(photo credit: PR)
The red pepper was making me see double. Adom’s professional bartender at the restaurant’s well- stocked bar had just served up a Spicy Ilai, which is made from hot Stoli, violet rotan and lemonade, with a giant bright red pepper as garnish. To eat or not to eat it? I decided it was best to wait until after dinner. Most Jerusalem locals remember Adom from its central location in the Feingold Courtyard, which opened in 2001. The new location at the renovated and cosmopolitan First Station gives the restaurant room to breathe. With a separate bar section and outdoor seating, the new design is classy and modern. They promise to keep up their tradition of providing customers with “a taste of fish and flavors from around the world,” says host Itamar Kal.
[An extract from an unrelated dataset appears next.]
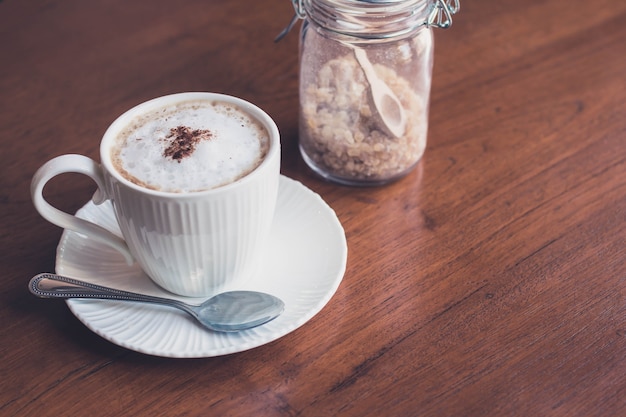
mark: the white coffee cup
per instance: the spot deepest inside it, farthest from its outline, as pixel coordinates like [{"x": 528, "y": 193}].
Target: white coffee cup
[{"x": 190, "y": 243}]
The restaurant is still as non-kosher as ever, offering shrimp, squid and crab ravioli. This year, they decided to add a special Italian week to bring Jerusalemites a taste of the old world. “Our vision is to make it a tradition every year by having Italian chefs come here and make their national dishes,” says Kal. The Italian menu this year had delectable-sounding offerings such as gazpacho with tataki tuna (NIS 27) as an appetizer, and chickpea curry with squid (NIS 78) and pecorino buttermilk risotto (NIS 56) as main dishes. Unfortunately, this special menu had some teething problems. The risotto was too soggy, and there seemed to be no compelling reason to have a small tuna steak in a bowl of gazpacho.
The real heroes of the evening were the dishes from the regular menu. The assorted offal and fennel confit appetizer (NIS 56) was a generous and perfectly cooked combination that resembled a sort of deconstructed yerushalmi meat dish basking in a metal basin. The goat cheese ravioli, another of the ample appetizers, was perfectly cheesy but not overwhelming. My dining companion tried the salmon fillet as a main dish (NIS 108). Juicy and sparsely seasoned (the way it should be), the salmon came with a side of potato puree and green beans. Simple. Delicious. Overall, Adom has created a great new venue. The wait staff is friendly and attentive, and the food fired up in the kitchen can be seen from some of the tables. A cute “wine box” allows patrons to choose from a variety of foreign and domestic wines carefully labeled on cards. If you are a couple, try to get one of the stand-alone tables because the bench seating against the wall for two- person diners is slightly crowded, and one gets the feeling that the neighbors are hanging on your every word.The writer was a guest of the restaurant.